Renault -33%
Ouh, la chute est rude pour notre constructeur national et les médias s’en font largement l’écho... Le ciel est-il tombé sur la tête de Carlos Ghosn ? Cela mérite sans doute quelques explications.
Etrange industrie que celle de l’automobile qui publie tous les mois, avec une précision absolue, des statistiques qui donnent le pouls de l’économie nationale. Les constructeurs automobile français ont mis en place, depuis fort longtemps, avec l’accord du ministère de l’Intérieur, un fichier commun, issu directement des immatriculations émises par les préfectures. Utile pour connaître sa position sur le marché, l’identité précise de ses clients et éventuellement celle des clients de ses concurrents. Du fait de ce privilège assez exorbitant, qui a été étendu aux importateurs, non sans que nos trois mousquetaires nationaux n’aient quelque peu traîné les pieds, les constructeurs automobile représentés en France sont capables de connaître, avec une précision millimétrée, leurs performances respectives, région par région, ville par ville et même rue par rue. Comme ces statistiques sont rendues publiques par le CFCA (Comité français des constructeurs automobiles) elles constituent un révélateur puissant et public des succès et des échecs des marques qui se livrent une guerre commerciale impitoyable, dans un marché très hautement compétitif.
Et il arrive, parfois, que cet index mensuel donne des sueurs froides aux responsables commerciaux des marques. D’autant que ceux-ci, qui n’aiment sans doute pas dormir en paix, bénéficient d’un service quotidien de ces statistiques, pour souffrir encore davantage. On imagine les moments pénibles, lorsqu’un président, prenant connaissance dès le matin et en même temps que son directeur commercial des résultats pas terribles de la veille, le convoque sur-le-champ pour lui demander des explications... Ambiance.
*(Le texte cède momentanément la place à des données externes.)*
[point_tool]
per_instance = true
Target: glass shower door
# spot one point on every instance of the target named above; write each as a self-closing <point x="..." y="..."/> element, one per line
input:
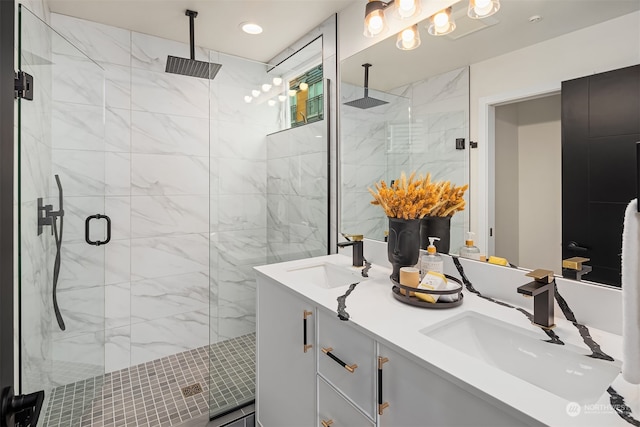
<point x="62" y="226"/>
Bien entendu, il n’a échappé à personne que tant de transparence, c’était sans doute très bien, mais que cela ne pouvait rester sans conséquence sur les performances réelles d’un modèle ou d’une marque. Annoncer urbi et orbi que tel modèle est en chute libre sur le marché, ce n’est certes pas le meilleur moyen d’attirer de nouveaux clients. Montrer quelques points faibles à ses concurrents, ce n’est pas non plus le meilleur moyen de les éblouir par une politique commerciale triomphante. Alors, petit à petit, ces statistiques sont devenues aussi un artifice destiné à masquer, par toute sorte de biais, une réalité pas toujours très réjouissante. Le nez rivé sur leurs statistiques, les responsables commerciaux ont fini par se tromper de métier et de priorité, en réalisant des "ventes" au caractère très artificiel dont l’unique objectif consiste à passer par la case immatriculation, afin de nourrir les sacro-saints fichiers et de maintenir l’indice ultime, celui que tout le monde regarde, son % de parts de marché. Je ne m’étendrai pas ici sur les moyens retenus pour y parvenir. Ils relèvent des secrets de cuisine des constructeurs et ne méritent pas toujours une bénédiction sans confession. Le plus connu d’entre eux, néanmoins, les ventes avec reprise à très court terme aux loueurs pour courte durée, ne fait d’ailleurs plus recette tant il a conduit à de graves aberrations sur le marché, en détruisant la valeur résiduelle de véhicules très récents. Ceci d’ailleurs pose aujourd ’hui problème aux loueurs concernés qui se voient obligés de remonter leurs prix.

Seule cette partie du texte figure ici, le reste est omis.